La ciencia confirma el peligro: con IA, un alumno promedio puede estar entre los 5 mejores
Investigadores de la Universidad de Ciencia y Tecnología de Hong Kong conectaron las gafas Rokid con ChatGPT 5.2. Un participante que llevaba las gafas obtuvo una puntuación que lo situó entre los 5 mejores de una clase de más de 100 estudiantes. El equipo de investigación también desarrolló sistemas para ayudar a los profesores a detectar gafas con inteligencia artificial, según declaró Zili Meng, profesora adjunta de la universidad.
Meng afirmó que, para ampliar los casos de uso de las gafas con IA, la industria necesita una arquitectura común que permita a los desarrolladores crear aplicaciones más innovadoras, de forma similar a como se crean aplicaciones en Android e iOS.
El lado oscuro del dispositivo: peso, batería y el temor a las grabaciones ocultas
A pesar del boom, las gafas inteligentes aún presentan varios inconvenientes para el uso diario. Pueden pesar hasta 50 gramos, el doble que unas gafas normales. La batería suele agotarse en pocas horas y hay que guardarlas en el estuche de carga con frecuencia. Liu Zhigang, un estudiante universitario de la provincia de Zhejiang, compró unas gafas Rokid por unos 465 dólares. Le resultaba incómodo tener que gritar “¡Rokid, pague!” en la tienda para hacer pagos digitales, y en verano el dispositivo se calentaba, provocándole sudoración.

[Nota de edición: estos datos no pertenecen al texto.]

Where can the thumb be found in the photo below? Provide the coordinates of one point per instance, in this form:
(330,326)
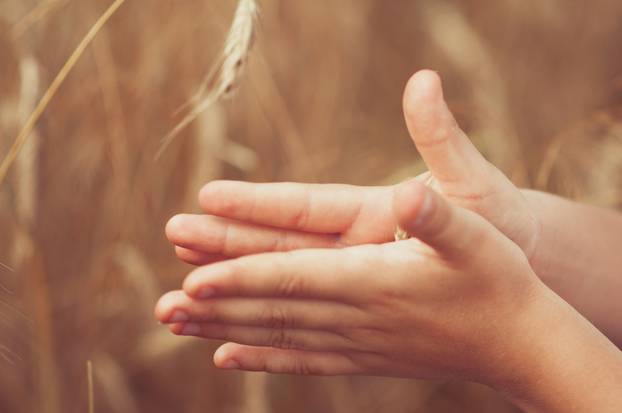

Un influencer de redes sociales de Hangzhou, que pidió anonimato porque anteriormente trabajó con fabricantes de gafas inteligentes con IA, probó las gafas Rokid durante una semana después de que la empresa le pagara por publicar un anuncio. “No me resultaron de mucha ayuda”, declaró. Intentó usarlas para la navegación mientras conducía y descubrió que el constante cambio de atención entre la carretera y la pantalla era peligroso.
A muchas personas también les preocupa que las gafas con inteligencia artificial se utilicen cada vez más para grabar vídeos de forma encubierta. La mayoría tienen luces LED que parpadean cuando la cámara está activa, pero ya existen pegatinas en el mercado para tapar estas luces.
El futuro: ¿una herramienta útil o una amenaza para la integridad académica?
El mercado chino de gafas inteligentes con IA está en pleno auge. Las marcas nacionales compiten por integrar esta tecnología en la vida cotidiana, con funciones que van desde la traducción simultánea hasta el reconocimiento de objetos. Pero el uso masivo por parte de estudiantes para hacer trampa en los exámenes abrió un debate que las autoridades aún no logran resolver.
Por ahora, las gafas de Meta, fruto de la colaboración entre Ray-Ban y Oakley de EssilorLuxottica, permiten tomar fotos y escuchar música. El último modelo Ray-Ban Display de Meta, con pantalla integrada, solo está disponible en Estados Unidos. Pero en China, la innovación avanza a paso firme, y con ella, también las trampas.